"She thinks it better taste to be as shabby as we are," said the other, which indeed was very true, though no offence was meant.

As for Mrs. John, though she was quite willing to enjoy herself, her mind was kept in a state of nervous anxiety about Hester, who was in the defiant mood with which she always met her cousin. It had been her mother's desire to dress her plainly in one of the simple dresses made up on the foundation of the "silk slip," which by this time had been worn out as a ball-dress. These economies were very necessary, and indeed it ought to be said that the ball-dresses could not have been kept up as they were, but for the sacrifice of Mrs. John's Indian shawl, which, after Hester and the pearls, was the thing in the world which the poor lady held most dear.

Hester had not resisted the substitution of the simpler dress for those carefully preserved clouds of tarlatan which were sacred to the Dancing Teas. But she stood firm to the pearls, and insisted on wearing them. "Unless you will put them on yourself, mamma," she said.

"I wear them, Hester! Oh, no! They have been in their box all these years, and I have never put them on, you know. I kept them for you. But don't you think, dear, that just for a family dinner—no one is expected to be fine at a family dinner——"

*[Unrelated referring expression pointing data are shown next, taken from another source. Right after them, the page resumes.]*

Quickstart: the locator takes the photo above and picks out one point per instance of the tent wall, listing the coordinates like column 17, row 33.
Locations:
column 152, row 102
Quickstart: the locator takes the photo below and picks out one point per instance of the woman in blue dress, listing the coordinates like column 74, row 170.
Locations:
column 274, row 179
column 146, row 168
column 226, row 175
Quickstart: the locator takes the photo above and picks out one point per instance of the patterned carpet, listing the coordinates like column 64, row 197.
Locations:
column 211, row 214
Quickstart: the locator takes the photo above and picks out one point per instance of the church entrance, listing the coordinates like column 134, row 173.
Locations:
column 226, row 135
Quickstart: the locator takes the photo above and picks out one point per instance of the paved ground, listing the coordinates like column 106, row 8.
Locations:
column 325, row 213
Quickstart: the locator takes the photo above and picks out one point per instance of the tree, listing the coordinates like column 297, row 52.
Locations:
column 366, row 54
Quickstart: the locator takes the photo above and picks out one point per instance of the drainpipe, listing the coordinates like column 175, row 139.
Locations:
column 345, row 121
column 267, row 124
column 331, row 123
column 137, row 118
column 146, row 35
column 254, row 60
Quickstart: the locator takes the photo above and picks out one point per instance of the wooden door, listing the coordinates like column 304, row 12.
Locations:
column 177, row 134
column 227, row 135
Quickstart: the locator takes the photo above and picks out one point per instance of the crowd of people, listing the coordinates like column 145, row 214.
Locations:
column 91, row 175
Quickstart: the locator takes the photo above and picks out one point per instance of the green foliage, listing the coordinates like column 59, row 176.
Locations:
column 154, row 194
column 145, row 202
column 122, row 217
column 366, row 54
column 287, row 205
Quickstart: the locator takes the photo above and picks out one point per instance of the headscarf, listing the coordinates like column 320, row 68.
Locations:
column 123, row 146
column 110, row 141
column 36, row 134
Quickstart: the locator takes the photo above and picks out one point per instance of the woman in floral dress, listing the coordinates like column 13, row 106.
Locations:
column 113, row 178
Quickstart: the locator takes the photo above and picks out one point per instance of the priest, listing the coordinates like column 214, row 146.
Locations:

"Don't you want Catherine Vernon to see them, mother? If it is so, tell me at once."

"Don't I want Catherine Vernon—to see them?" cried Mrs. John, stupefied with astonishment. "I wonder," she added, regretfully, "what there is between you that makes you lose your good sense, Hester—for you are very sensible in most things, and far cleverer than I ever was—the moment Catherine Vernon's name is mentioned? I cannot think what it can be."

"Oh, mother! You are too good—if that is what not being clever means. When I think how you have been allowed to stand in the corner of that room, and nobody taking any notice of you."

"My dear," said Mrs. John, mildly, "I did not require to go unless I liked."

"And now this dinner—a sort of Christmas dole for her relations—like the flannel petticoats to the poor women."